Charon, the largest and most well-studied of Pluto’s five moons, was first visited in 2015 as part of the groundbreaking New Horizons mission, which characterized it as a stunningly beautiful world with unexpectedly complex surface features. However, this new discovery makes it plain that there is chemistry ongoing on the surface of the distant moon, making it a surprisingly active place in the far reaches of the solar system.
As presented in a study published in Nature in October 2024, scientists from the Southwest Research Institute (SwRI) and a number of cohort organizations have detected both carbon dioxide (CO2) and hydrogen peroxide (H2O2) on the surface of Pluto’s largest moon. The team drew upon new information gathered by JWST during a recent period of observation that has followed on the heels of a sort of virtual “grand tour” of the outer system and its many worlds by the well-known space telescope.
Tiny team
Charon was discovered by James W. Christy in 1978, almost 50 years after Clyde Tombaugh discovered Pluto.
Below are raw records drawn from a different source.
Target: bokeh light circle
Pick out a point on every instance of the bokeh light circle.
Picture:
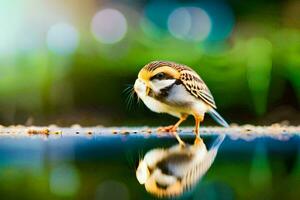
(62, 38)
(189, 23)
(109, 26)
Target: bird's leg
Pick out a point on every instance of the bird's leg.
(173, 128)
(198, 119)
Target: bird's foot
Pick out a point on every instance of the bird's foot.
(168, 129)
(198, 140)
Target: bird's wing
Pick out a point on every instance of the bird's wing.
(196, 86)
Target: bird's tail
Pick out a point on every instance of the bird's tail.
(217, 117)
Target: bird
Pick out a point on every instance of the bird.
(176, 89)
(171, 172)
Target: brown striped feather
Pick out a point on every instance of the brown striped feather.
(190, 79)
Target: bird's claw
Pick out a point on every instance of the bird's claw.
(169, 129)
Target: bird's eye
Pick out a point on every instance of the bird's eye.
(159, 76)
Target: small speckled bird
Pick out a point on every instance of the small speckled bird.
(176, 89)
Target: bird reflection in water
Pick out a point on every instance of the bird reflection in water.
(173, 171)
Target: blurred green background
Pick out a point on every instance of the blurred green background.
(68, 61)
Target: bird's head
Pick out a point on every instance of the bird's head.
(154, 77)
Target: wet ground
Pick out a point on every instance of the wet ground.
(100, 163)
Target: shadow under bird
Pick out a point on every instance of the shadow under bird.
(176, 89)
(172, 172)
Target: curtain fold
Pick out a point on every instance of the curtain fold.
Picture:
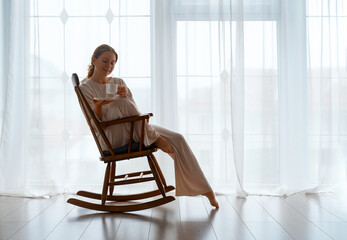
(14, 128)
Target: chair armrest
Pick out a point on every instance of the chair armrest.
(105, 124)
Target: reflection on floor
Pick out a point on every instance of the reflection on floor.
(301, 216)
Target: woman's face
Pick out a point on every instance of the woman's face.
(104, 64)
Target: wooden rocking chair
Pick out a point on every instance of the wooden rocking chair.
(121, 203)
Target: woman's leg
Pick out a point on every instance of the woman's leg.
(190, 180)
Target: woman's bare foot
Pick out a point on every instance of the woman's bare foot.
(164, 145)
(212, 198)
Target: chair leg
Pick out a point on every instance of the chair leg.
(112, 176)
(105, 186)
(156, 175)
(159, 171)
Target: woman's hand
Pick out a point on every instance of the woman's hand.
(98, 106)
(122, 91)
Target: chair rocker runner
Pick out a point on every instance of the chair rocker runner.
(120, 203)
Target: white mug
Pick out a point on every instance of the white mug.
(111, 89)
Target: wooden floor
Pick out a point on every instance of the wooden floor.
(314, 216)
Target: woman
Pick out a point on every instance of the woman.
(190, 180)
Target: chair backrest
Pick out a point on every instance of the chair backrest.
(92, 120)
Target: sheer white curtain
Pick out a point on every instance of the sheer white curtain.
(256, 87)
(14, 95)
In the years since its detection, more and more has been found out about this primordial world, including the exciting detail that Charon is actually so large compared to Pluto that both of them orbit a shared center of gravity that is outside of Pluto itself. This has led some to characterize the Pluto-Charon system as a sort of “binary planet,” which defies the traditional characteristics of worlds and their moons.
The Pluto-Charon system is located an average of 3.5 billion miles (5.7 billion kilometers) from the Sun, and at that distance Charon’s surface gets down to a frigid –364° F (–220° C). Although a thin atmosphere was detected on Pluto by the New Horizons probe during its 2015 flyby, scientists believed at the time that Charon was simply too small to maintain an atmosphere. But none of the tools brought to bear on Charon were capable of returning spectral data with wavelengths longer than 2.5 µm, leaving plenty of uncovered ground for future work.
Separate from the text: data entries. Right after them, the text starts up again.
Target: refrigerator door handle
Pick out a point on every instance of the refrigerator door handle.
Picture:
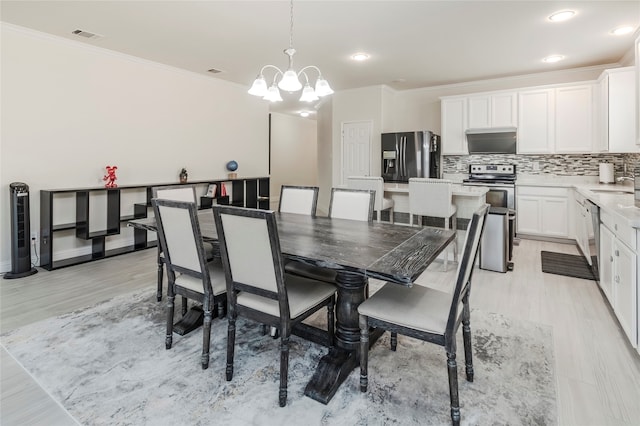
(403, 149)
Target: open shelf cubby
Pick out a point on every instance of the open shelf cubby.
(102, 213)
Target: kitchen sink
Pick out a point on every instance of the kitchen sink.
(612, 192)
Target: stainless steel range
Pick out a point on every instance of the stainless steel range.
(499, 179)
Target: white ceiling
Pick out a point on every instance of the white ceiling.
(412, 43)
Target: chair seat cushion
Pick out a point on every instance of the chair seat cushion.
(216, 273)
(310, 271)
(208, 251)
(387, 203)
(303, 294)
(417, 307)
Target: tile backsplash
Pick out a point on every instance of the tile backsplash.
(560, 165)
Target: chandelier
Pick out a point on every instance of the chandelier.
(289, 81)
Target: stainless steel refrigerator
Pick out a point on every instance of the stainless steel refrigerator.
(410, 154)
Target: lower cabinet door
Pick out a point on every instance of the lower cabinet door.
(624, 281)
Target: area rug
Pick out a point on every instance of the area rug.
(107, 365)
(570, 265)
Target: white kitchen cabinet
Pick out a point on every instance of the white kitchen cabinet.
(637, 49)
(453, 125)
(606, 262)
(536, 117)
(543, 211)
(618, 276)
(616, 117)
(492, 110)
(574, 119)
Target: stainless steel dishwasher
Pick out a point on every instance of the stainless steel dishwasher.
(593, 212)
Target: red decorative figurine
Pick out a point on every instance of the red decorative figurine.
(110, 177)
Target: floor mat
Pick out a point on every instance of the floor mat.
(570, 265)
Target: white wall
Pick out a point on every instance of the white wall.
(294, 153)
(417, 109)
(69, 109)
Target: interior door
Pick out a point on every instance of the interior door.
(356, 149)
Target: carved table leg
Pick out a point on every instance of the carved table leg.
(334, 367)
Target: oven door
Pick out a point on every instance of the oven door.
(498, 195)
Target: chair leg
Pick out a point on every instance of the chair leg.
(455, 241)
(468, 355)
(231, 341)
(168, 341)
(206, 338)
(331, 322)
(452, 368)
(446, 251)
(364, 353)
(284, 370)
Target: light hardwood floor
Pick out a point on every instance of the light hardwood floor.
(597, 371)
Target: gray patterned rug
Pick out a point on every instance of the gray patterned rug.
(107, 365)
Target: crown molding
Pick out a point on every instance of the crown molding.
(112, 53)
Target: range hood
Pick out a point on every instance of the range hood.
(492, 140)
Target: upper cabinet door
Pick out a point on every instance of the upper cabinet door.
(621, 110)
(574, 122)
(504, 110)
(536, 121)
(454, 120)
(479, 111)
(493, 110)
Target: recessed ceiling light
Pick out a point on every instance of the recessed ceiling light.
(627, 29)
(553, 58)
(561, 15)
(360, 56)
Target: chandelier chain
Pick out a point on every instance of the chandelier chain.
(291, 27)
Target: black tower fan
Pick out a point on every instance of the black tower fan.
(20, 232)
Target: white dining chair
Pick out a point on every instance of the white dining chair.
(427, 314)
(433, 198)
(174, 193)
(352, 204)
(376, 184)
(189, 273)
(264, 292)
(298, 199)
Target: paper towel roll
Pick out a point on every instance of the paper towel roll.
(606, 173)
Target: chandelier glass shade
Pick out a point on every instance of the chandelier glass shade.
(289, 80)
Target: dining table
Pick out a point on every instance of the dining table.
(357, 251)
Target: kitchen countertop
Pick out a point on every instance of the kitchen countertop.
(621, 205)
(457, 189)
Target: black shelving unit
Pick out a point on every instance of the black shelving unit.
(245, 192)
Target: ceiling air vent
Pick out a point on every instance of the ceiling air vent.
(85, 34)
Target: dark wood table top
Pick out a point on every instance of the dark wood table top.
(388, 252)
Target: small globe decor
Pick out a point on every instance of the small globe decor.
(232, 166)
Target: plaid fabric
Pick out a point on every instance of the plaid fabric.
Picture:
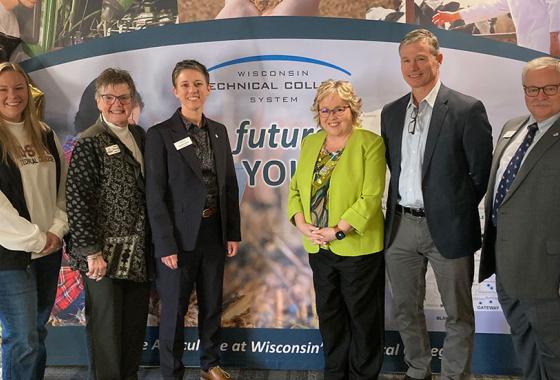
(69, 288)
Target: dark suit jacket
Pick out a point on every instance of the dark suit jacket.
(524, 249)
(455, 169)
(175, 192)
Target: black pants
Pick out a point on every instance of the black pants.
(116, 314)
(203, 267)
(350, 292)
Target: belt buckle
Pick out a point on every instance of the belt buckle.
(417, 212)
(208, 212)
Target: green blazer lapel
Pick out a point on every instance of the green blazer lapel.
(313, 146)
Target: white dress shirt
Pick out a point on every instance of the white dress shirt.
(412, 150)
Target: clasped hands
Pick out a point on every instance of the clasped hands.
(172, 261)
(320, 236)
(52, 244)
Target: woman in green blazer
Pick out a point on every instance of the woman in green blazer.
(335, 202)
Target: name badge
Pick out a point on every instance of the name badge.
(183, 143)
(113, 149)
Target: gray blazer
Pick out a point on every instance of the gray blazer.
(524, 249)
(455, 169)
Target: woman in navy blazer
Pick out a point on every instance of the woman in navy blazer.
(193, 208)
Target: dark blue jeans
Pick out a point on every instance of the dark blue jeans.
(18, 315)
(45, 271)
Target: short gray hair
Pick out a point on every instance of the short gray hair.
(112, 77)
(539, 64)
(421, 35)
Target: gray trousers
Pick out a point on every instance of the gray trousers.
(407, 258)
(535, 332)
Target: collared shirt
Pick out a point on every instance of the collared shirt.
(204, 153)
(516, 141)
(412, 150)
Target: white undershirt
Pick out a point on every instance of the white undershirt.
(124, 134)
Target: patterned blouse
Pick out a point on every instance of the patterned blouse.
(326, 162)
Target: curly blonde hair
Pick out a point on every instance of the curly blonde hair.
(34, 129)
(346, 92)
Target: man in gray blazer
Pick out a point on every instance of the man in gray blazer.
(439, 150)
(521, 235)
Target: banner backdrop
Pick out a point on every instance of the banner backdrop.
(264, 74)
(54, 24)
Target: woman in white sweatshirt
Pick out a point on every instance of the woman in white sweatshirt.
(32, 223)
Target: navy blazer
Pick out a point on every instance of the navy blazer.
(455, 169)
(524, 250)
(175, 192)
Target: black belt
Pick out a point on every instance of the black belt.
(419, 212)
(209, 212)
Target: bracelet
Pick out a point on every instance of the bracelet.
(94, 256)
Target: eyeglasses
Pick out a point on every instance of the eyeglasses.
(412, 122)
(336, 111)
(111, 99)
(533, 91)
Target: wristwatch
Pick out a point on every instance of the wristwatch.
(339, 234)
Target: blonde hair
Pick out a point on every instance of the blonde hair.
(418, 35)
(346, 92)
(33, 127)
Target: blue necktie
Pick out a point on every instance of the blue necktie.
(512, 169)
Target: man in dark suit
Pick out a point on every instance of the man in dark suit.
(439, 149)
(193, 207)
(521, 239)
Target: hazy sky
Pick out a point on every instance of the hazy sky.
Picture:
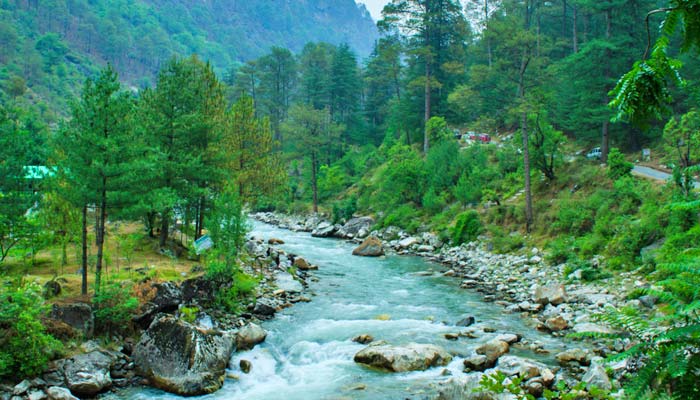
(374, 7)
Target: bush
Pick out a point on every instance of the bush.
(25, 347)
(114, 306)
(467, 227)
(617, 165)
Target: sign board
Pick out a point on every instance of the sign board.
(202, 244)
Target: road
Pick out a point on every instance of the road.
(655, 174)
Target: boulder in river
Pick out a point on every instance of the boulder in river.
(250, 335)
(370, 247)
(412, 357)
(554, 294)
(88, 374)
(180, 358)
(493, 349)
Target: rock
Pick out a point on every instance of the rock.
(370, 247)
(597, 377)
(324, 229)
(408, 242)
(573, 355)
(88, 374)
(200, 289)
(509, 338)
(493, 349)
(250, 335)
(285, 281)
(554, 294)
(22, 387)
(245, 366)
(52, 289)
(556, 324)
(412, 357)
(77, 315)
(303, 265)
(466, 321)
(356, 227)
(264, 307)
(179, 358)
(478, 362)
(363, 339)
(60, 393)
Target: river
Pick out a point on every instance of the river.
(308, 353)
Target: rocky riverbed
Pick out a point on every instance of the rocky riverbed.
(523, 284)
(172, 352)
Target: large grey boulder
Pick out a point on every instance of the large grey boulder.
(412, 357)
(167, 298)
(88, 374)
(180, 358)
(250, 335)
(554, 294)
(370, 247)
(324, 229)
(356, 228)
(78, 315)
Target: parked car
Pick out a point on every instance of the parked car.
(594, 154)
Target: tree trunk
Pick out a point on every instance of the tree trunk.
(100, 235)
(83, 286)
(314, 186)
(426, 140)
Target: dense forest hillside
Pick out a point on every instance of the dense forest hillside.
(52, 45)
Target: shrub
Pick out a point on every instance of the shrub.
(25, 347)
(114, 306)
(467, 227)
(617, 165)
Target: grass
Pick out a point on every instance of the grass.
(146, 261)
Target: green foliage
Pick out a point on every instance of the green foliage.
(617, 165)
(467, 227)
(114, 306)
(25, 347)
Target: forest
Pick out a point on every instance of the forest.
(470, 120)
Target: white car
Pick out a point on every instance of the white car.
(595, 153)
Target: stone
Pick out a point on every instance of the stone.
(60, 393)
(466, 321)
(285, 281)
(77, 315)
(356, 227)
(324, 229)
(573, 355)
(370, 247)
(493, 349)
(264, 307)
(412, 357)
(478, 362)
(408, 242)
(509, 338)
(245, 366)
(88, 374)
(250, 335)
(554, 294)
(363, 339)
(556, 324)
(596, 377)
(167, 298)
(22, 387)
(180, 358)
(303, 265)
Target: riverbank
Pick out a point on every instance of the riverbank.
(180, 342)
(522, 284)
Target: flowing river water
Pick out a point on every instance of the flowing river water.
(308, 353)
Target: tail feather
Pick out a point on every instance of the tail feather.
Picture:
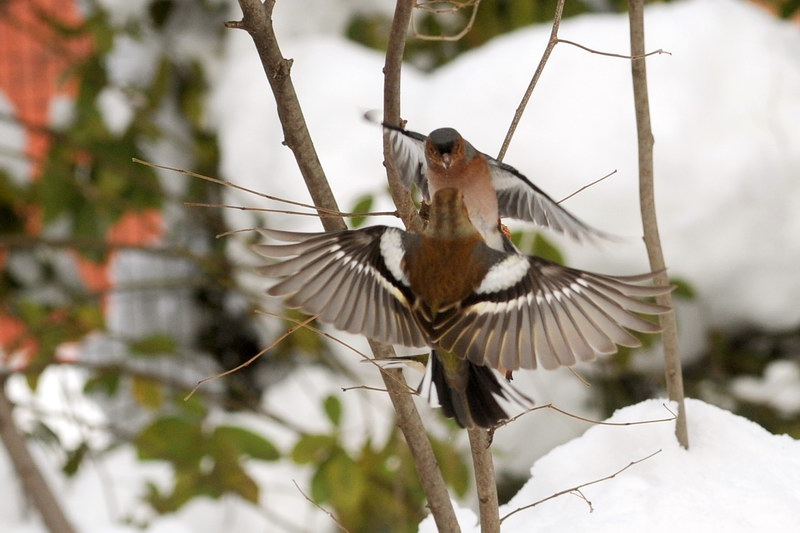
(475, 403)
JWST has that power, specializing in infrared observing and bringing several spectral instruments to the table. Silvia Protopapa of SwRI and her team compiled and examined data from one of JWST’s recent observations of of the Pluto-Charon system, using this new, longer-wavelength spectral data.
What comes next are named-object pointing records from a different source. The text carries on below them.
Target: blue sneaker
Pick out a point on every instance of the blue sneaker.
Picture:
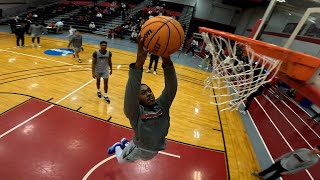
(123, 142)
(112, 149)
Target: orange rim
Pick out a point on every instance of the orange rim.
(270, 50)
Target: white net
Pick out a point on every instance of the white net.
(237, 71)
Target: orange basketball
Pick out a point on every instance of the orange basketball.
(163, 35)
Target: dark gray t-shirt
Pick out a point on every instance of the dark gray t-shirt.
(102, 61)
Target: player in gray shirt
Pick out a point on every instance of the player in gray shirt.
(292, 162)
(101, 60)
(76, 43)
(149, 117)
(36, 30)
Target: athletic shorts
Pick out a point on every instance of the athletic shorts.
(132, 153)
(76, 49)
(35, 35)
(104, 75)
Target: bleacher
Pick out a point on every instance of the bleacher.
(49, 12)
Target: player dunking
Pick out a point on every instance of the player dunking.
(149, 117)
(101, 59)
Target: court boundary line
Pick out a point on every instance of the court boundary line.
(288, 120)
(297, 115)
(15, 106)
(264, 144)
(113, 123)
(44, 110)
(273, 89)
(285, 140)
(223, 138)
(112, 157)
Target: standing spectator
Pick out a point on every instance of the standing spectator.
(155, 59)
(13, 24)
(76, 42)
(59, 26)
(71, 33)
(193, 46)
(315, 116)
(99, 15)
(36, 30)
(134, 36)
(291, 163)
(92, 26)
(20, 35)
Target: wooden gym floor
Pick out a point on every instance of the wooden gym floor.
(62, 81)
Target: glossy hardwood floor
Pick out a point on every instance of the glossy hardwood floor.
(28, 72)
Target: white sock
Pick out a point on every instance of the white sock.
(118, 154)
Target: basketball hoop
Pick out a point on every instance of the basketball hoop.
(241, 65)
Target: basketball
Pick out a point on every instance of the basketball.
(163, 35)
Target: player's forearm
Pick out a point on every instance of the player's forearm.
(131, 102)
(171, 82)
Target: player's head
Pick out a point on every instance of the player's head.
(103, 45)
(316, 150)
(146, 97)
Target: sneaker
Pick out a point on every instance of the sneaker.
(256, 174)
(123, 142)
(112, 149)
(243, 112)
(99, 94)
(107, 99)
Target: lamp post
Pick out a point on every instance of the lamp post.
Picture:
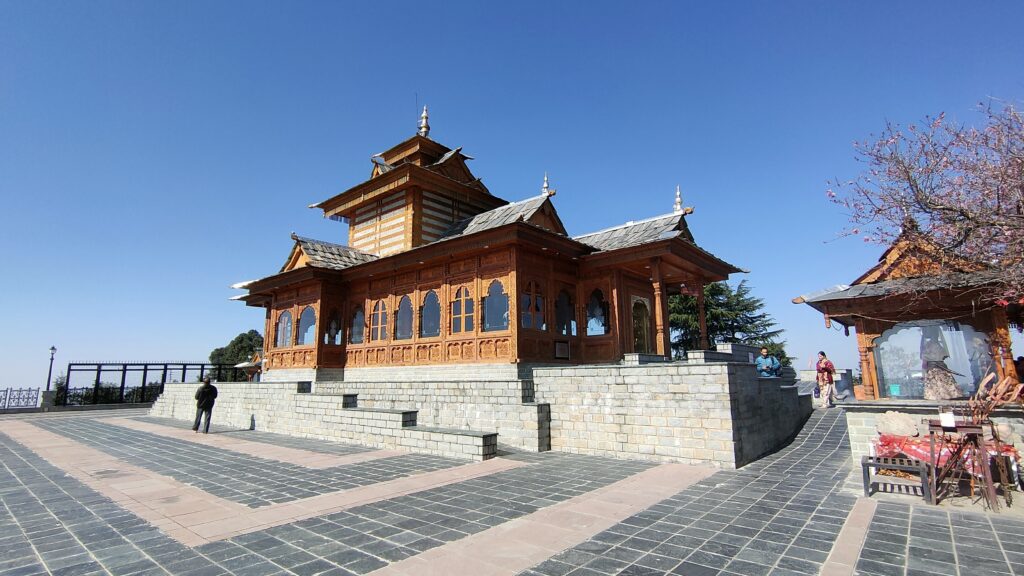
(53, 350)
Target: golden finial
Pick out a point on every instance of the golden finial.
(424, 125)
(547, 190)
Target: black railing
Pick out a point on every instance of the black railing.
(116, 382)
(18, 398)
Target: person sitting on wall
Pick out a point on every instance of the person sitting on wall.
(767, 366)
(206, 395)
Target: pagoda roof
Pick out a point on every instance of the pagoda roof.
(632, 234)
(949, 281)
(520, 211)
(327, 254)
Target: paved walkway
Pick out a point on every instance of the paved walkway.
(95, 494)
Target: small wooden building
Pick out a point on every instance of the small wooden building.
(922, 327)
(437, 270)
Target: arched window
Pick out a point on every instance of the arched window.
(641, 326)
(496, 307)
(333, 334)
(597, 315)
(531, 311)
(378, 322)
(284, 336)
(430, 316)
(564, 315)
(403, 320)
(307, 327)
(462, 312)
(358, 325)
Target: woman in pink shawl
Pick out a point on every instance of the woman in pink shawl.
(825, 370)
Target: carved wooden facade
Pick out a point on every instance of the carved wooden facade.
(507, 283)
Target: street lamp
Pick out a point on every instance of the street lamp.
(53, 350)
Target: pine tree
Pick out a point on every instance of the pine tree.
(732, 316)
(239, 350)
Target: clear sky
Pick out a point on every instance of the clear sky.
(152, 154)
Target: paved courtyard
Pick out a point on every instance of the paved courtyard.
(117, 492)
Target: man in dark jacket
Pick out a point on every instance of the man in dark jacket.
(205, 397)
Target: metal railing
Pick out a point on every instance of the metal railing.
(117, 382)
(11, 399)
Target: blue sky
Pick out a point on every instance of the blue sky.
(154, 153)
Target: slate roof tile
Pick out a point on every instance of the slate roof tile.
(634, 234)
(334, 256)
(516, 211)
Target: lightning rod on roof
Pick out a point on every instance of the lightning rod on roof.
(424, 125)
(545, 189)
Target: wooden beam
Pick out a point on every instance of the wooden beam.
(662, 344)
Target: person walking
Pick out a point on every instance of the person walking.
(826, 385)
(767, 366)
(206, 395)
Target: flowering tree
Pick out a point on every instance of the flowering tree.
(963, 188)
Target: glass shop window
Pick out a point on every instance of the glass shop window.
(931, 360)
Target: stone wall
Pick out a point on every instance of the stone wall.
(716, 412)
(278, 408)
(466, 397)
(711, 409)
(861, 418)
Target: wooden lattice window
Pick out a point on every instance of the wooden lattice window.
(531, 309)
(307, 327)
(333, 333)
(355, 332)
(597, 315)
(378, 322)
(403, 320)
(564, 315)
(430, 316)
(496, 307)
(284, 335)
(462, 312)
The data show both carbon dioxide (CO2) and hydrogen peroxide (H2O2) on the surface, as well as ammonia and crystalline water ice. Hydrogen peroxide is often formed when light and radiation interact with water ice, indicating active surface chemistry on the moon’s surface. The carbon dioxide, the team contends, probably originated underground, and was exposed to the surface during impact events. Both discoveries shed more light on the frigid happenings of a small, distant world like Charon, and hints at the compounds that might comprise other objects in the vast and poorly understood Kuiper Belt.
Hints at history
The team’s discovery might also reveal clues to the mystery of how Charon formed. One popular theory contends a method similar to what is believed to have formed Earth’s moon, namely an impact by a massive third object which shattered proto-Pluto and allowed Charon to coalesce from the ensuing debris. If the CO2 and H2O2 on Charon were delivered by external impactors, that could indicate the validity of this theory.
This discovery comes on the heels of the 2023 detection of CO2 on Jupiter’s moon Europa, and adds a new chapter in the study of how Charon typifies the formation and evolution of surface environments on Trans-Neptunian Objects (TNOs) like Pluto and Charon. The capability of JWST to observe these outer system bodies at longer wavelengths than previously possible means that scientists like Protopapa and her colleagues will be able to make better observations of these exciting worlds and explain the ways their stories fit into the larger narrative of the solar system we all call home.